Monday night, and an ad emblazoned on a London bus grabs my attention: “Direct flights from London to Washington DC, Toronto and New York from just £129."
The problem? These flights can no longer be booked because less than an hour ago, the Danish-registered airline advertising them, Primera Air, announced it was entering administration.
The timing of Primera’s failure this week was noteworthy for many reasons. Firstly, it occurred a year to the day since Monarch’s collapse and, like its predecessor, during the Conservative Party conference.
Thankfully for prime minister Theresa May, there were considerably fewer Brits stranded abroad this time around. But the message for affected consumers this week was blunt: passengers were urged to contact their travel agent or sort their own way home if they booked direct.

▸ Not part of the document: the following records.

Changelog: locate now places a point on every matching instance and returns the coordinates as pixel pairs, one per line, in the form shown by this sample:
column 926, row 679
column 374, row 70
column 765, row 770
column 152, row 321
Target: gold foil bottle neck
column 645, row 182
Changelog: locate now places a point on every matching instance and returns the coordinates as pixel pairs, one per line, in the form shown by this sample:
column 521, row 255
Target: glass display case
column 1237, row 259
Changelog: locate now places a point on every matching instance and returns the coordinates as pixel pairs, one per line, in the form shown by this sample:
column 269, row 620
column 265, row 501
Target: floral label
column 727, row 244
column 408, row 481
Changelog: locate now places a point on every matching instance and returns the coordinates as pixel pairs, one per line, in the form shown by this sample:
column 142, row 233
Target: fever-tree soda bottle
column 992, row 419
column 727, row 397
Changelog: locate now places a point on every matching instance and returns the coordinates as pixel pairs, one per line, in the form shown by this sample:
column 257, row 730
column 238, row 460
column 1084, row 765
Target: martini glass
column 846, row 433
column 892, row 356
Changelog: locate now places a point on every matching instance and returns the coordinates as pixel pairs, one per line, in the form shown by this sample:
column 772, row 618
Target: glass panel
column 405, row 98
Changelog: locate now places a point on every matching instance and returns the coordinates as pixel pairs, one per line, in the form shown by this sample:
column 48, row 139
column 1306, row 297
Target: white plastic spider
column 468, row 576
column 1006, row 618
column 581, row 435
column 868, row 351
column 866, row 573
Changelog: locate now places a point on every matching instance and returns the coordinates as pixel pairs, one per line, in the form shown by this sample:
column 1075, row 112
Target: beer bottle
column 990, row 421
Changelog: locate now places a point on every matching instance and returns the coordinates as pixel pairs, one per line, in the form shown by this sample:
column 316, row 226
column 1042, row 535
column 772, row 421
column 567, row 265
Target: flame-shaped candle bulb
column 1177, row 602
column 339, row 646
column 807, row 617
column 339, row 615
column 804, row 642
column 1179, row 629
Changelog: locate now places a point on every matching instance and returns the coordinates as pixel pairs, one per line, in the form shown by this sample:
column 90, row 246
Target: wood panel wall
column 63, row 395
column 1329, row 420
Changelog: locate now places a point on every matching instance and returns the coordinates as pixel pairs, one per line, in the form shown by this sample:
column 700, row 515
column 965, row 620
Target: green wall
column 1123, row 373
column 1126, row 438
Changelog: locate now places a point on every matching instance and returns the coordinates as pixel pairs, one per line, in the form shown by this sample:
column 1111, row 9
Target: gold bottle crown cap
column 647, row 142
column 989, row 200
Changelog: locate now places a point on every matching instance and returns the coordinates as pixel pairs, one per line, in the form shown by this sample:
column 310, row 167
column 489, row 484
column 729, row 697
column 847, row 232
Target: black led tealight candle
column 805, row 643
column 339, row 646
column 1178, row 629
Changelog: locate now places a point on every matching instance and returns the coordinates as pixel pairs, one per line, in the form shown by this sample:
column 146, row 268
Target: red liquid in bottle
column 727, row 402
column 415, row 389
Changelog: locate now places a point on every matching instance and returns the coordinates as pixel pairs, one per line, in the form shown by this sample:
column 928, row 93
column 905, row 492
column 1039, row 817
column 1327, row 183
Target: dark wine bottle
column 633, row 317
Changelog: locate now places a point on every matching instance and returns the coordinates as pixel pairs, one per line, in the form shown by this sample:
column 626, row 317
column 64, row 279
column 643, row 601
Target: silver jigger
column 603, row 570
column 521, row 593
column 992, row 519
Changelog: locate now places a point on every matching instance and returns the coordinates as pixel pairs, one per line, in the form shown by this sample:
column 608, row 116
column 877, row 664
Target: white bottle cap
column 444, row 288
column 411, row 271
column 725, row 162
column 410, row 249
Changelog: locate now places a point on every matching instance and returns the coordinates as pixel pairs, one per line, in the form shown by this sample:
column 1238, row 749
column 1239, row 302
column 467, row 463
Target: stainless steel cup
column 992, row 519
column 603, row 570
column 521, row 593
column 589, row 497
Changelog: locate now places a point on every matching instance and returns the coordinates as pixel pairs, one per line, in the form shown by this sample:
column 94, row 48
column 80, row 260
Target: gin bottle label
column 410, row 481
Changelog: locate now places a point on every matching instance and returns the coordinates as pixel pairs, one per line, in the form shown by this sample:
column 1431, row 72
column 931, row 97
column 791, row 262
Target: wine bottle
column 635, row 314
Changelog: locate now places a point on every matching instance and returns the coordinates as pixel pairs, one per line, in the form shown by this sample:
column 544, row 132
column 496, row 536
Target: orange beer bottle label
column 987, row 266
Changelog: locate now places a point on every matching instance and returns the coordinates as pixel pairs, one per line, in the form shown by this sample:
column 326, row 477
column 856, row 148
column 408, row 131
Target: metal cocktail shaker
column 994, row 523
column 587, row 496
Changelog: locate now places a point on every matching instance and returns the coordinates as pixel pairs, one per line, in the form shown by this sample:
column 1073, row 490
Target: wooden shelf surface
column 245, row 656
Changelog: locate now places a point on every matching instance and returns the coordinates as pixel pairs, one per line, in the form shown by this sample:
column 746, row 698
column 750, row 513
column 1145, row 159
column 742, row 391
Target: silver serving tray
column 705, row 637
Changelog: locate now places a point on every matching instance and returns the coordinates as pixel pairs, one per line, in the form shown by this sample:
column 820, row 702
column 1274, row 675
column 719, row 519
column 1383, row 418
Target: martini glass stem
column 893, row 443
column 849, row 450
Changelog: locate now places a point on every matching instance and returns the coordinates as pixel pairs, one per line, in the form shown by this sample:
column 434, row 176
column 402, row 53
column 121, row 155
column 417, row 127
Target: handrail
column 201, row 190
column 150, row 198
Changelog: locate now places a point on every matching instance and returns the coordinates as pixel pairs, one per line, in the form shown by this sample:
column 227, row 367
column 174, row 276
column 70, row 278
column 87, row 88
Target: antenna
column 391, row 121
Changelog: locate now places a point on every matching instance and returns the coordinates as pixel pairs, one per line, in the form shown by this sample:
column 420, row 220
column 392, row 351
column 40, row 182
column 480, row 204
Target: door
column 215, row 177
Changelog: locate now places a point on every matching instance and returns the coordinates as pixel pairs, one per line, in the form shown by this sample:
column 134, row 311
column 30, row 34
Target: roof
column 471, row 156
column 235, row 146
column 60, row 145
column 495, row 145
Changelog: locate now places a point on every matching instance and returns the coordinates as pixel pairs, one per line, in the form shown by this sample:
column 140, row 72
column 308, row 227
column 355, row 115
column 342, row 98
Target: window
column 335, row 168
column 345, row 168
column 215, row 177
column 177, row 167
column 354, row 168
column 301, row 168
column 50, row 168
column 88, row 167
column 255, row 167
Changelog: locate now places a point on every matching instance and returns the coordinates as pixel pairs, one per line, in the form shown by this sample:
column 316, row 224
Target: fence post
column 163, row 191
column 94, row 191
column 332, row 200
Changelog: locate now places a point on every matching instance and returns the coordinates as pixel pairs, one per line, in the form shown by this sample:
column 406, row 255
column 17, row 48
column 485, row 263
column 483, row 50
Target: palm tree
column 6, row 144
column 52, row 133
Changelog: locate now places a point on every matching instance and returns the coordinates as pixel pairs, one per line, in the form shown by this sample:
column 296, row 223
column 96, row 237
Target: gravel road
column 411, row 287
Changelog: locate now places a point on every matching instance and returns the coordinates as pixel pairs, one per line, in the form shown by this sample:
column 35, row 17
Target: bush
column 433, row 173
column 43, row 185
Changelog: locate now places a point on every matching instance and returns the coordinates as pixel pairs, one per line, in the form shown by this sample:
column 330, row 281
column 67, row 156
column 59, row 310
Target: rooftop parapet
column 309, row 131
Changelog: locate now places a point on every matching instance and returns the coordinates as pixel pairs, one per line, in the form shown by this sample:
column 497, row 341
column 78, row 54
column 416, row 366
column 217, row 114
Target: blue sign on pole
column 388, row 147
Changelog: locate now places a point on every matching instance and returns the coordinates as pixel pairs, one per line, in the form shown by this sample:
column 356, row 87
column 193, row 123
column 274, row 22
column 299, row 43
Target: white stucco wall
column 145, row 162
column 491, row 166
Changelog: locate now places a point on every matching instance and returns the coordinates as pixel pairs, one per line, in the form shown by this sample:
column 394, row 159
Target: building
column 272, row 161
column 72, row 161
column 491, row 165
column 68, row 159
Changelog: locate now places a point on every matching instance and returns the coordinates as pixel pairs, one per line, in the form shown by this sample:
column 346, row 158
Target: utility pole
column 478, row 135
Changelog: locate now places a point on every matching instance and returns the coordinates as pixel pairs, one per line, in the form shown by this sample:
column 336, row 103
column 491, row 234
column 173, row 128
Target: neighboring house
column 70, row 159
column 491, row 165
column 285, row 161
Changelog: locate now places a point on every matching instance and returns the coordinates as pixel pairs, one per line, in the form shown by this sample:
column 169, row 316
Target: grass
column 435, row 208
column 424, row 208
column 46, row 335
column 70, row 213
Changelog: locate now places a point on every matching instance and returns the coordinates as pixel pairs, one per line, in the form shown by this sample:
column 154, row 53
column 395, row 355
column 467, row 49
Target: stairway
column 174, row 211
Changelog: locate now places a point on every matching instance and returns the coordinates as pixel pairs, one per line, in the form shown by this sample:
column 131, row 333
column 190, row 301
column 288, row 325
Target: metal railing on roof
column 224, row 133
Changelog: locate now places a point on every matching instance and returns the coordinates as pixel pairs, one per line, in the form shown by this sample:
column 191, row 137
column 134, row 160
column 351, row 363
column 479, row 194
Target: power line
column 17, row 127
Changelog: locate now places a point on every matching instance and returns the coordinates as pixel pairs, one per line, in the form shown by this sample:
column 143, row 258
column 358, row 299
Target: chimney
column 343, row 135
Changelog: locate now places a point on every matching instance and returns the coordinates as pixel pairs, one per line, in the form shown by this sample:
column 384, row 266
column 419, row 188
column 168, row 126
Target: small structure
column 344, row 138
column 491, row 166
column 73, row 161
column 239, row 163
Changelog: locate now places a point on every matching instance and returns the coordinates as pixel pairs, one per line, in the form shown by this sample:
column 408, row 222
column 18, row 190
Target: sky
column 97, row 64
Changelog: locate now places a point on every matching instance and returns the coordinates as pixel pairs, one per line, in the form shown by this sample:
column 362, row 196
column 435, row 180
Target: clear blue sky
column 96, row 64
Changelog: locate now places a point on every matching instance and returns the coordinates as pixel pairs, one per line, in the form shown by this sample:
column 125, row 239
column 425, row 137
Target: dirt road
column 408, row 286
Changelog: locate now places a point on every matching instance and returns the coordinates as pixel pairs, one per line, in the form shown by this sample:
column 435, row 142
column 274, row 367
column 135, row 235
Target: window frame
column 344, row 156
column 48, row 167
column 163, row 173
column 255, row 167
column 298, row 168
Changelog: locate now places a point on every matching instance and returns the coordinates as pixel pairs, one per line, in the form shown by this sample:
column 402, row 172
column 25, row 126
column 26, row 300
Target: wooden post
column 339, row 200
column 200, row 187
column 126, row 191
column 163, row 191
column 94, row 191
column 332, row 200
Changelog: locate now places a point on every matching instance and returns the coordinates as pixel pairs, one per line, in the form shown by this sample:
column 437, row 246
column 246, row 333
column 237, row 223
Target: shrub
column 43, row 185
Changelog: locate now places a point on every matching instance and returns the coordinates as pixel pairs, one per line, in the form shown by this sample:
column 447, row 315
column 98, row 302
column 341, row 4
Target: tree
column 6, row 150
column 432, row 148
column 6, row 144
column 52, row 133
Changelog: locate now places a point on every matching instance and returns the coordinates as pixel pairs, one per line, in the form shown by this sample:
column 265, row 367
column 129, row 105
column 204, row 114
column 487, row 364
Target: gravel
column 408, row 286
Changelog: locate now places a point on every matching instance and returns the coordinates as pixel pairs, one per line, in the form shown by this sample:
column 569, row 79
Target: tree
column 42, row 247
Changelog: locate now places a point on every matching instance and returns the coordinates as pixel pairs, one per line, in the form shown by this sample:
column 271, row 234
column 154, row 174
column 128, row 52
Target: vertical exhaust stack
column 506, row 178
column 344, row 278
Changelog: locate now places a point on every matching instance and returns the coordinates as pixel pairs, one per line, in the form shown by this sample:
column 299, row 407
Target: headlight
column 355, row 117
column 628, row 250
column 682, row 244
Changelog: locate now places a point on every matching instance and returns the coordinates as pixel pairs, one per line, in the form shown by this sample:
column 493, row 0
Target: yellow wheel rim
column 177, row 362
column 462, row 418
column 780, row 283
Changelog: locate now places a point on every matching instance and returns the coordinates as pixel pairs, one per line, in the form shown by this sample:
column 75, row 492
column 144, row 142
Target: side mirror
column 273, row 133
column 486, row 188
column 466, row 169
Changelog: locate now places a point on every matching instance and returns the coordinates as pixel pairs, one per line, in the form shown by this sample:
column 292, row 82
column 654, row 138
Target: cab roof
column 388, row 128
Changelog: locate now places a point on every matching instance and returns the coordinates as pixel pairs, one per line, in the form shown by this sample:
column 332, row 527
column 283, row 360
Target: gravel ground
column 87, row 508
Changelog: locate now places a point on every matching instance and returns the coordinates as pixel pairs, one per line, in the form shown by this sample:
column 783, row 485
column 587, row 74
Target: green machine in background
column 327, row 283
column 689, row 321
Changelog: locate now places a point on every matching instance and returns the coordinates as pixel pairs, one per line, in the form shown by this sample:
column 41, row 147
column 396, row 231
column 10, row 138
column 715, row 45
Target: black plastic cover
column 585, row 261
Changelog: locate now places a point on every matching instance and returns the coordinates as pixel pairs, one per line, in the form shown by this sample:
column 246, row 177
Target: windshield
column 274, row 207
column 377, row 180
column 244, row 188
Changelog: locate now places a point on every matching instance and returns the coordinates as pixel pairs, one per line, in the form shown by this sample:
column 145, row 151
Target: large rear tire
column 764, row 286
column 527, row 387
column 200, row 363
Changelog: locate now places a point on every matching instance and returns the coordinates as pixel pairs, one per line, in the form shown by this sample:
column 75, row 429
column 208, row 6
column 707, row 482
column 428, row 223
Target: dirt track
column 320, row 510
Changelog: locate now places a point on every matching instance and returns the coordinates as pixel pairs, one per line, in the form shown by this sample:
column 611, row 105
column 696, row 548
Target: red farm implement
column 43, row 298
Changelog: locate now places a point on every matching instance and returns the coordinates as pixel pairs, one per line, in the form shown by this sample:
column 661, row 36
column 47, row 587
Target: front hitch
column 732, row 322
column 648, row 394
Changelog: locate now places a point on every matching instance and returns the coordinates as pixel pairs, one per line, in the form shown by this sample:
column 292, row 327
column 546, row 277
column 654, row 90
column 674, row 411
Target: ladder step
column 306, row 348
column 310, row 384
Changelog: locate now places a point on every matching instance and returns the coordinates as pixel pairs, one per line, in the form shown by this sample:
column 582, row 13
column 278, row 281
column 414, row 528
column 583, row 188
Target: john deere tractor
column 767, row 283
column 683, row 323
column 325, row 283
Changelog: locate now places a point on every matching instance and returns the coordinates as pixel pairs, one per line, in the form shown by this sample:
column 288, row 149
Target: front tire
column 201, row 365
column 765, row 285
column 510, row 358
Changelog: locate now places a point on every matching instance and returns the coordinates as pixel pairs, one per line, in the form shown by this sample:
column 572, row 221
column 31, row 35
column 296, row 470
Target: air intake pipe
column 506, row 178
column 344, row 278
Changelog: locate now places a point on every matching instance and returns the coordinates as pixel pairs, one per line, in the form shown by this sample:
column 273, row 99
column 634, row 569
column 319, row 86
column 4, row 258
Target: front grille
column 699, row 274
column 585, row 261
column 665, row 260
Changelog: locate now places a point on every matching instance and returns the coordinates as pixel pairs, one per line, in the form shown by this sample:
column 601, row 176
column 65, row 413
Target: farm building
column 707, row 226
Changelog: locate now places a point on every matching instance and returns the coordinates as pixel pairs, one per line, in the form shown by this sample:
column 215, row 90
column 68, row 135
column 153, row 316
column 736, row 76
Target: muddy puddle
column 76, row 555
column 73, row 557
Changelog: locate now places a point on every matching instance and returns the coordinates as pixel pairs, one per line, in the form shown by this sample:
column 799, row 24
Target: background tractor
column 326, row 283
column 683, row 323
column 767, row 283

Most agents contacted by TTG in Essex and Birmingham, from where Primera flew, admitted they were wary of selling the carrier – those that did sold the flights as packages and were covered by Atol.
It means, as with Monarch, the majority of Primera’s stranded passengers are likely to be on flight-only bookings and will have zero protection (unless they are covered by their travel insurance or credit card) to fund their journey home.
Which is why the timing of Primera’s collapse raises a second point of interest. In just a few months, the government is due to publish the findings of its Airline Insolvency Review, launched earlier this year.
It was the failure of Monarch’ – and the government’s subsequent £60 million repatriation programme which brought home all 110,000 passengers, regardless of whether they had Atol protection or not – which prompted the review and, crucially, raised the question of whether airlines should be forced to adhere to a protection scheme covering flight-only bookings equitable with that enjoyed by package holidays.
Primera’s collapse is surely evidence of why change needs to happen – and soon.